Contents
Pertemuan
Tentang Mei 1998
MENJELANG pagi, tepatnya jam sebelas malam lewat lima puluh tiga, aku baru saja menyelesaikan surat yang aku tulis untuk ibuku di Jakarta. Baru pada lipatan pertama surat itu di tanganku, aku seperti mendengar suara ibuku, di antara suara Opa, Oma dan beberapa suara lainnya yang berasal dari ruang tamu. Tanpa berpikir lama, aku segera berjalan menuju sumber suara itu. Berharap bahwa di antara suara itu, ada suara yang selama ini aku rindukan. Ternyata benar, suara itu adalah suara ibuku, suara yang hampir tiga tahun ini tidak pernah hilang dari ingatanku, dan kini pemilik suara yang indah itu telah berdiri tepat di hadapanku. Benar-benar malam itu telah menjadi malam yang sempurna bagiku.
“Ibu.” Aku segera berlari untuk memeluknya.
“Cakra.” Ibu merentangkan kedua tangannya menyambutku.
“Ibu, aku bahagia bisa bertemu Ibu kembali,” kataku. Aku lihat kerinduan di wajahnya, sama denganku.
“Maafkan Ibu, karena telah lama meninggalkanmu di sini,” ungkapnya.
“Ibu,” kataku kembali. “Aku baru saja menulis surat ini untuk Ibu.” Kemudian kutunjukkan surat itu kepadanya. Tak lama, aku melihat dua bola matanya berkaca-kaca.
“Kenapa menangis?” Kuusap air mata Ibu dengan kedua tanganku.
“Membaca tulisanmu, Ibu jadi teringat ayahmu.” Ibu berusaha tersenyum untuk meredam kesedihannya.

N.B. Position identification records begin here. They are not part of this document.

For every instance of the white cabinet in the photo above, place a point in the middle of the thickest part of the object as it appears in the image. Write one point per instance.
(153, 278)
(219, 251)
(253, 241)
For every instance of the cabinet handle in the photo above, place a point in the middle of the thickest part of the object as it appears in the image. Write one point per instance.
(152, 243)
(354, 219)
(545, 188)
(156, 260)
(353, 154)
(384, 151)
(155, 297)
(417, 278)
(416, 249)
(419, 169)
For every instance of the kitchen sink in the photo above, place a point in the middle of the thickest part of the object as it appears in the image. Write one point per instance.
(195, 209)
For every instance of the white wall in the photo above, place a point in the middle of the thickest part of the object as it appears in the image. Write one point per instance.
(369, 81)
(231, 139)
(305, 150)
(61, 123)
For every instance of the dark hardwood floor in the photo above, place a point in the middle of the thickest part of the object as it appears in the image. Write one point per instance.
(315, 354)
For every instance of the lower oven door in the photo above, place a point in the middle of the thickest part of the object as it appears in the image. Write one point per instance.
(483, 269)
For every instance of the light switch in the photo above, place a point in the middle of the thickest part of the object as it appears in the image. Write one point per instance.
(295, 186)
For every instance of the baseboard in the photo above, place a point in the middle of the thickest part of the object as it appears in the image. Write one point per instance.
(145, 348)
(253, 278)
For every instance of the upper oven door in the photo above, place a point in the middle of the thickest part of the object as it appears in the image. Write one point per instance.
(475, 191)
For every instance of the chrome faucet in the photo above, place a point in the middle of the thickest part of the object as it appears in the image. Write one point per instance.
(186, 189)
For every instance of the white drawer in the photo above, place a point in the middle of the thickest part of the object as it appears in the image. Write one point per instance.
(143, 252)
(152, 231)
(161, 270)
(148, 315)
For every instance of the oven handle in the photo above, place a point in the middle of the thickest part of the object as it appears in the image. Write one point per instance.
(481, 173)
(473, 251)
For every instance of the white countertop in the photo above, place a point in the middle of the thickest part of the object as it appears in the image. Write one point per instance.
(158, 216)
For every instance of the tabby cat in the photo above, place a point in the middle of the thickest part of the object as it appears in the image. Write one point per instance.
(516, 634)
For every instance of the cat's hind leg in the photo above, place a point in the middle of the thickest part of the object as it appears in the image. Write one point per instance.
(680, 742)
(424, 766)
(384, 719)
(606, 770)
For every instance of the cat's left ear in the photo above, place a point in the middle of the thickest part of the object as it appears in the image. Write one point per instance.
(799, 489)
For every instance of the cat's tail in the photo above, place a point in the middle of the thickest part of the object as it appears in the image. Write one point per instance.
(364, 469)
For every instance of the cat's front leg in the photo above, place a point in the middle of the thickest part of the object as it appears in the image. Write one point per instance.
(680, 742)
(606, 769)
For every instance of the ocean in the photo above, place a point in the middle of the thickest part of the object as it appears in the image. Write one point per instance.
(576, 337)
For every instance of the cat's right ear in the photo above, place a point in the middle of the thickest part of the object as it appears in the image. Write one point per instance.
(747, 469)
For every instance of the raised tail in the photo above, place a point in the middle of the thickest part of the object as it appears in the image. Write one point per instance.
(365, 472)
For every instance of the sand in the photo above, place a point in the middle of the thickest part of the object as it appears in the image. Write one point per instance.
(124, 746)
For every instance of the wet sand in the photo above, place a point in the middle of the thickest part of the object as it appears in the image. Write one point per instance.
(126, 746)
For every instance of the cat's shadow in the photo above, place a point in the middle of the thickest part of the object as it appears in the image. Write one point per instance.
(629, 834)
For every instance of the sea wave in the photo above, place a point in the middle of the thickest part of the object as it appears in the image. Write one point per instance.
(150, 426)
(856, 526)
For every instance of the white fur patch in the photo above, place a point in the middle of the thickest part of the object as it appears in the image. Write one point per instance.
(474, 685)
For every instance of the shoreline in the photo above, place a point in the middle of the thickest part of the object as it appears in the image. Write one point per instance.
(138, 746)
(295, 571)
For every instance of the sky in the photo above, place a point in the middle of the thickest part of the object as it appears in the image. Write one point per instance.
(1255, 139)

“Aku berharap Ibu tidak lagi meninggalkanku di sini,” pintaku.
Ibu menganggukkan kepala tanpa suara. “Kenapa tak ada suara?” tanyaku.

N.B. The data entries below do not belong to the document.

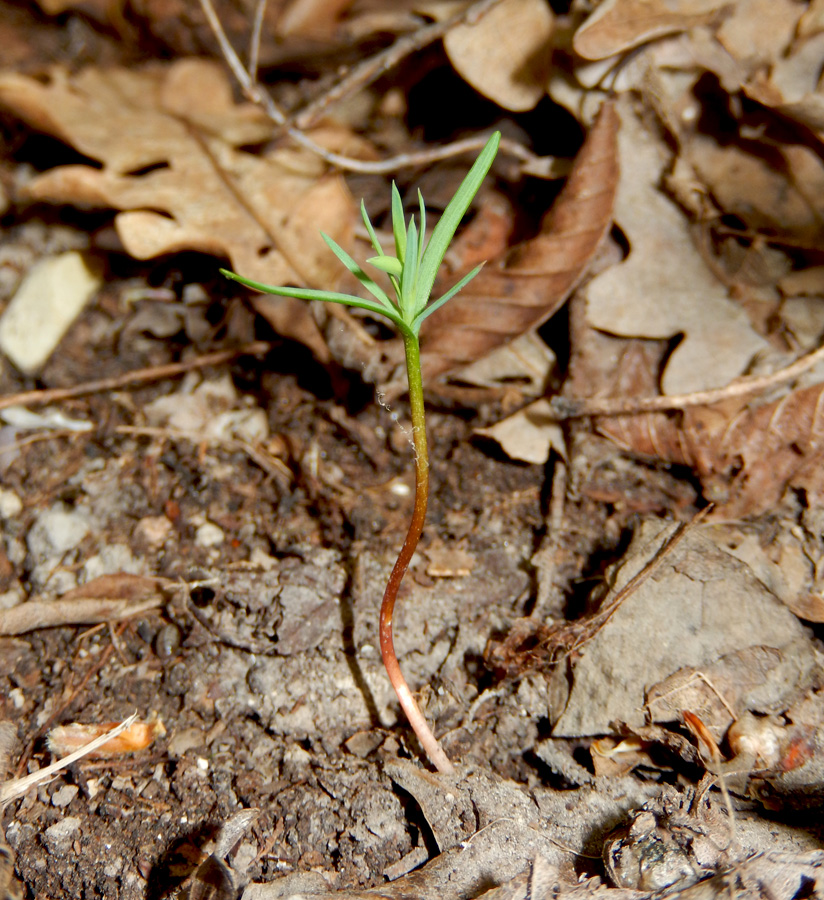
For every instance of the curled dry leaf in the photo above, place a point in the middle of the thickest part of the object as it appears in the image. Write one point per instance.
(167, 138)
(522, 288)
(745, 457)
(104, 599)
(619, 25)
(65, 739)
(665, 287)
(506, 55)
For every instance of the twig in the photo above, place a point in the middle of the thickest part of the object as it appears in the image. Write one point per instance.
(567, 408)
(9, 790)
(254, 92)
(371, 69)
(254, 41)
(136, 376)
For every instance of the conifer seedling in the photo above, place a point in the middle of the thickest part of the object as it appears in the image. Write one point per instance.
(411, 272)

“Mulai saat ini, kita akan berjuang bersama di sini,” balas ibuku.
“Kamu ini mirip sekali dengan ayahmu.” Ibu lalu mengajakku untuk diperkenalkan dengan beberapa orang yang datang bersamanya. “Ini Cakra, anakku,” lanjut Ibu memperkenalkan aku.
***
Malam itu, Ibu datang ditemani Haji Hasan dan Pak Han bersama keluarganya. Keluarga Pak Han adalah warga keturunan Tionghoa pemilik toko elektronik yang selamat dari kerusuhan yang terjadi di Jakarta, 14 Mei 1998.
Letak toko elektronik milik keluarga Pak Han berada persis di samping kiri warung makan milik Haji Hasan, tempat selama ini Ibu bekerja. Awalnya, mereka berdua tidak pernah menyangka jika tempat usaha mereka akan menjadi sasaran penjarahan serta pembakaran yang dilakukan oleh massa. Karena dua hari sebelumnya, demo besar juga terjadi di sekitar tempat usaha mereka, tetapi semua berjalan tertib, tidak beringas seperti hari itu.

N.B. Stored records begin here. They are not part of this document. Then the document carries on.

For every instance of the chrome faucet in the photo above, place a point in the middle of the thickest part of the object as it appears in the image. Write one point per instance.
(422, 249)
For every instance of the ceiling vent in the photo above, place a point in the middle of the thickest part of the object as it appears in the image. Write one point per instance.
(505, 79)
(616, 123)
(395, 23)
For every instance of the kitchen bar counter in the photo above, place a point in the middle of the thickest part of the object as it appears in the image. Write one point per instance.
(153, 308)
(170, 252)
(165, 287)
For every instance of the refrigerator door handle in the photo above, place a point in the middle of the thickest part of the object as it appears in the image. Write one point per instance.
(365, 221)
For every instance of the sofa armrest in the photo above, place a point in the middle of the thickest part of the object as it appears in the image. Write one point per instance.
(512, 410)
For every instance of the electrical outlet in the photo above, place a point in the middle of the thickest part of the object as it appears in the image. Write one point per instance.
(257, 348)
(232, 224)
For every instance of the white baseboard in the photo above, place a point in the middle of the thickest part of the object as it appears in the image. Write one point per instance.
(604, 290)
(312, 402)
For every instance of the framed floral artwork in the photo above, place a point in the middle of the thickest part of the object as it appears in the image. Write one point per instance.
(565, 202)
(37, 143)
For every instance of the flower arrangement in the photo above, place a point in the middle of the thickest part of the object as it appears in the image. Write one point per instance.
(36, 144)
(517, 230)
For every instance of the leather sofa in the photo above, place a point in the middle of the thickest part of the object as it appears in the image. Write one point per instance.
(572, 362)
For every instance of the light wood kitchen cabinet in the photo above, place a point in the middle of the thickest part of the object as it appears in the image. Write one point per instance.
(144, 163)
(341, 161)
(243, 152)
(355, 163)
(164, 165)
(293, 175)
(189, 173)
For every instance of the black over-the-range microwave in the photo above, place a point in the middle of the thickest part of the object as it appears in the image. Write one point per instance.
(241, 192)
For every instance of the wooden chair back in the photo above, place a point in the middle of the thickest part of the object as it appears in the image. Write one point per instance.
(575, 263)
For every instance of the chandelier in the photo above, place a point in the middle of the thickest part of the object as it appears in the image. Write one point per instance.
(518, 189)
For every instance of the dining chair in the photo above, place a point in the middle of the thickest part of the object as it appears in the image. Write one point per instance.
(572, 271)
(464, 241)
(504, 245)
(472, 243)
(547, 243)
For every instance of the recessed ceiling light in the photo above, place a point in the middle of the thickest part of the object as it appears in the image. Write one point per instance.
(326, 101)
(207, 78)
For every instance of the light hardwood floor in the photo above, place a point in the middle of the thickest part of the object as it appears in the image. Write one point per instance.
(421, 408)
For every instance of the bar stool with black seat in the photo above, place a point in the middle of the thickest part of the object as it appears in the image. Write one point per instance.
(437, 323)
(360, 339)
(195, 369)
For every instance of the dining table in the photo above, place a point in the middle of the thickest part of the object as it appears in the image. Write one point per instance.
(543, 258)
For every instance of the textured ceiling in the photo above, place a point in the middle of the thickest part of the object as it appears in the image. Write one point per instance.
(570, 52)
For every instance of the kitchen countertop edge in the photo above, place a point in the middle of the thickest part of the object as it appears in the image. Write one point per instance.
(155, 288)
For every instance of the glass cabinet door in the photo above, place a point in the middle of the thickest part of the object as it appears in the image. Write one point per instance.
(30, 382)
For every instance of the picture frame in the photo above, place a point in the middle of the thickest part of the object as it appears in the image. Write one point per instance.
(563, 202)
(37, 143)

Sebelum kejadian, Haji Hasan dan Pak Han sempat memperhatikan ada beberapa orang yang selalu mondar- mandir di depan toko mereka. Orang-orang itu berambut pendek seperti potongan rambut seorang tentara. Dan saat demo berlangsung, mereka berjalan menyebar masuk ke kerumunan massa. Tidak lama kemudian, tiba- tiba massa berubah menjadi beringas dan merusak semua fasilitas umum serta infrastruktur milik pemerintah. Sampai akhirnya perusakan itu merambat ke pembukaan secara paksa pintu-pintu toko yang sengaja tutup karena adanya demo. Semua barang dikeluarkan oleh mereka. Sebagian ada yang dibawa pergi, dan sebagian lagi ada yang dibakar di tengah jalan. Tak lama kemudian, datang beberapa orang dengan potongan rambut yang sama mengendarai sepeda motor, lalu melemparkan bom molotov ke arah toko-toko tersebut secara acak tanpa mempedulikan orang-orang yang masih berada di dalamnya. Kenang Haji Hasan dan Pak Han yang saat itu memilih untuk segera meninggalkan tempat usaha mereka.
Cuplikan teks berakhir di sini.